[sc34wg3] Re: FYI: Yet another TMRM Formalization (well, not really)

Robert Barta sc34wg3@isotopicmaps.org
Fri, 16 Jul 2004 07:29:10 +1000


On Thu, Jul 15, 2004 at 05:12:13PM +0100, Martin Bryan wrote:
> > Counterquestion: How can the natural numbers be implemented such that
> > a computer can understand?
>
> By humans adopting conventions that machines can interpret to
> determine the relevant values that can be used in binary arithematic
> to represent the number.

Martin,

But there are MANY relevant values in the set of natural numbers.
A formal model ...

> What I want are a set of machine processable identifiers for TM concepts
> that humans can enter safely by hand.

...by itself may not be necessarily transferable into a computer,
unless you do it strictly symbolically. And it still has a value, in
that you can analyse the structure of your things.

This huge system 'number theory' talks about monstrous numbers and
their properties. This is all symbolic math in the brains, almost no
machinery in place.

But all of it together is so strong that crypto technologies (RSA, EC,
DSA) are built on in and used in wars. The NSA has alledgedley 1000
mathematicians employed. They are not doing data entry there....

> > The \tau model is a formalism, nothing else. It is not meant to
> > implemented as is, in the same way as relational databases do not
> > implement tables with the relational algebra.
> 
> But they do have a computable form.

Saying the above, the \tau model also happens to be 'computable' in
the sense that it talks about finite sets of terms. An assertion is a
finite set and a map is a finite set of assertions.

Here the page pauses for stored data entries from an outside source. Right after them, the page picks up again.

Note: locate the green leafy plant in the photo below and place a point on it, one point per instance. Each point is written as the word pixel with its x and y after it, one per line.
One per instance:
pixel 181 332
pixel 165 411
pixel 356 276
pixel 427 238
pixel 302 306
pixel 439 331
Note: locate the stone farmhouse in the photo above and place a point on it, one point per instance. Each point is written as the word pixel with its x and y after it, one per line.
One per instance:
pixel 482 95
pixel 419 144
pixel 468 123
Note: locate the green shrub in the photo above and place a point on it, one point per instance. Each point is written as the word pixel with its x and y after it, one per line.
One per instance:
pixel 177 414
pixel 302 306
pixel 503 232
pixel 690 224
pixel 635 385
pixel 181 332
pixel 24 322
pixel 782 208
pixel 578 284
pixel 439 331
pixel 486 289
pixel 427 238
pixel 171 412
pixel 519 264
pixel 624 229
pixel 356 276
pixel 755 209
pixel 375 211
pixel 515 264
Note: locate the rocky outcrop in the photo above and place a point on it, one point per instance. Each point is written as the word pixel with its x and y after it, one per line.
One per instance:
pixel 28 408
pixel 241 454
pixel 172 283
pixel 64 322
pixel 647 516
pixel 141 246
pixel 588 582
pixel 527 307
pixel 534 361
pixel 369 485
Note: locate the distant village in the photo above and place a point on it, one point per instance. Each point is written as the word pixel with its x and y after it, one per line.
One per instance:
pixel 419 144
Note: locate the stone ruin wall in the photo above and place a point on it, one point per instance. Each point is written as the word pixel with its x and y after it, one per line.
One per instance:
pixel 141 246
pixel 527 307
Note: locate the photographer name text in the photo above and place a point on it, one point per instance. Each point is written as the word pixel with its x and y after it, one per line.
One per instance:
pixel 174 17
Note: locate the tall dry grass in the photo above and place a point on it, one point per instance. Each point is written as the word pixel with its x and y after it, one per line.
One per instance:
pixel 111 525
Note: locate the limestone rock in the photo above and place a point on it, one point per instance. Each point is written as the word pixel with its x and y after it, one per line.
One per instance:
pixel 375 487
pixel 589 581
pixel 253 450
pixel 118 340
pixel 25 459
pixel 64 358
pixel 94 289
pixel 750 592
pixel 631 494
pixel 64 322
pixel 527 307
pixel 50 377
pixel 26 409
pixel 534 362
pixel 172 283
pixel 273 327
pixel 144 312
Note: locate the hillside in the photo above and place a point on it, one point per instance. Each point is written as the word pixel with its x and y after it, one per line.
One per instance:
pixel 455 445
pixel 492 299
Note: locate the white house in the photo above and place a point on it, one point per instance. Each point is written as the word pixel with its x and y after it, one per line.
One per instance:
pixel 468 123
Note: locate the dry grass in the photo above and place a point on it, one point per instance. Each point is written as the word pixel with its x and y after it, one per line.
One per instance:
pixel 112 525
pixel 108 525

If Jan would ask me again whether this is an 'implementation', I would
answer, yes, but a slooooooooooow one.

> > What RDBMSes do is to incorporate 'knowledge about the relational
> > algebra, at least to a certain extend. This is also the intention
> > behind the path language, namely that engines can use it to perform
> > optimization steps during processing. The model is nothing else as a
> > basis to formulate the rules.
> 
> But until you take the next step the model will remain just that = a
> "theoretical" model which explains all and does f.all.

'Just' is not a just characterisation. But this is more a question
about the usefulness of theoretical models in general. Your mobile in
your pocket, your combustion engine in your car, the plan you took
last month. Part of it is experiment, but lots only emerged on paper
first.

> >    ($m / is-author-of / author/bn @uc)
> 
> What if I, in my vast ignorance, misenter this as
> ($x/author/is-author-of/basename ^@unconstrained)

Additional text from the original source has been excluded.